Email, password, MFA code. Tokens land in ~/.garminconnect — this is the default account (see "Multiple profiles" below if you have more than one Garmin account, e.g. yourself + a training partner).

2. Prime the local cache

The profile layer keeps its own local database (~/.garmin-tn/profiles/<slug>/cache.db) — MCP tools read from it and never touch the network (see "How this works" below). Fill it once before first use:

uv run python garmin_raw/sync.py <slug>              # activity catalog (all dates)
uv run python garmin_raw/sync.py <slug> enrich 50     # enrichment + streams, newest first
uv run python garmin_raw/sync.py <slug> fetch-aux     # laps + comments (lactate)

<slug> is the connection key <provider>-<user> (e.g. garmin-anton, garmin-mila; letters/digits/-). With years of history, run enrich in batches (enrich 100, then again) — it skips what's already enriched. On a large archive, first enrichment can take over an hour — expected, Garmin has no bulk endpoint for per-second streams.

Check what's accumulated:

uv run python garmin_raw/sync.py <slug> status

3. Connect to Claude Desktop

uv run tn-install <provider> <user>

A connection is (provider, user) — e.g. garmin anton.
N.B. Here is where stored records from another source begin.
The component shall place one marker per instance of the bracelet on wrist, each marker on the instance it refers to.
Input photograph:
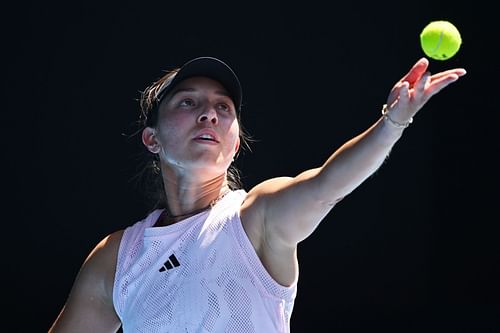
(393, 122)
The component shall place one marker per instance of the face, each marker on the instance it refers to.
(197, 128)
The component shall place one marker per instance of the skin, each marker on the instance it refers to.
(277, 214)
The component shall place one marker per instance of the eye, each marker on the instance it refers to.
(223, 107)
(187, 102)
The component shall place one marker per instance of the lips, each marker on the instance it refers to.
(207, 135)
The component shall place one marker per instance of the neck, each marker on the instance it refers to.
(188, 197)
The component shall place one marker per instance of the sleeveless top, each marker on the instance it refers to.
(201, 274)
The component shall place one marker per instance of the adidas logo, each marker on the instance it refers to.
(170, 263)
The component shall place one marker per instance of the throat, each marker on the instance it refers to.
(167, 218)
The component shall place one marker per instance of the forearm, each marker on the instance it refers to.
(357, 159)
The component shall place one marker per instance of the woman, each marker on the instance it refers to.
(211, 257)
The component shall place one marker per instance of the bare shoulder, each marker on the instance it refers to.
(253, 208)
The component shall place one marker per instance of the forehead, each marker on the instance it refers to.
(200, 83)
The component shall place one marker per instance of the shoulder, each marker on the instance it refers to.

Appends a tn-<provider>-<user> connector (e.g. tn-garmin-anton) to claude_desktop_config.json without touching anything else (backs up before writing), with env TN_USER/TN_PROVIDER. Repo path is auto-detected; pass it explicitly if needed: uv run tn-install <provider> <user> /full/path/to/repo.

Restart Claude Desktop (Cmd+Q on macOS — not just closing the window) — 15 garmin_* tools will appear.

Multiple profiles (different Garmin accounts)

Example: your own account plus a training partner's.

# for the account authenticated via garmin-raw-auth above — reuse its tokens:
uv run tn-install garmin anton --tokenstore ~/.garminconnect

# for a second account — authenticate separately into its own token folder
# (connection slug = <provider>-<user>, e.g. garmin-mila):
mkdir -p ~/.garmin-tn/profiles/garmin-mila/tokens
GARMIN_TOKENSTORE=~/.garmin-tn/profiles/garmin-mila/tokens uv run garmin-raw-auth
uv run python garmin_raw/sync.py garmin-mila
uv run python garmin_raw/sync.py garmin-mila enrich 50
uv run python garmin_raw/sync.py garmin-mila fetch-aux
uv run tn-install garmin mila

--tokenstore is needed only if the profile has no token folder of its own — it's an explicit flag, not a hidden default: install warns at setup time if no tokens were found anywhere. A profile with its own tokens (~/.garmin-tn/profiles/<slug>/tokens/) keeps using them and never mixes up with another account.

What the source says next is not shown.